A crise alimentar alcançou níveis críticos, com o IPC alertando que o acesso humanitário “imediato” é a única forma de evitar o rápido aumento da fome e da mortalidade. Jean-Martin Bauer, diretor de análise de segurança alimentar e nutrição do PMA, afirmou que “as evidências crescentes indicam que há fome lá. Todos os sinais estão presentes agora”.
O ministro das Relações Exteriores de Israel, Gideon Saar, rejeitou nesta terça-feira o que chamou de “campanha distorcida” de pressão internacional para um cessar-fogo em Gaza e reconhecimento de um Estado palestino.
“Terminar o conflito enquanto o grupo terrorista Hamas continuar no poder em Gaza e mantiver reféns seria uma tragédia para israelenses e palestinos”, declarou Saar. “Isso não vai acontecer, não importa a pressão exercida sobre Israel.”

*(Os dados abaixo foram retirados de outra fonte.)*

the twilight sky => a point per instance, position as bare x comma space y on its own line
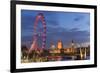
65, 26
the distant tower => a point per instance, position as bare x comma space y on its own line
59, 44
52, 46
72, 46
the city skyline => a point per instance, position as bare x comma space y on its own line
65, 26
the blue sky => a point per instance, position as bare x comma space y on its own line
65, 26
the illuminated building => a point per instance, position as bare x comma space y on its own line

O ministro atribuiu a responsabilidade pelo conflito exclusivamente ao Hamas e afirmou que a pressão sobre Israel só incentivará a intransigência do grupo. “Quando pedem para acabar com a guerra, o que isso significa de fato? Acabar com a guerra enquanto o Hamas permanece no poder em Gaza?”, questionou.
Saar também descartou o estabelecimento de um Estado palestino nas atuais circunstâncias: “Criar um Estado palestino hoje seria criar um Estado do Hamas, um Estado jihadista. Isso não vai acontecer.”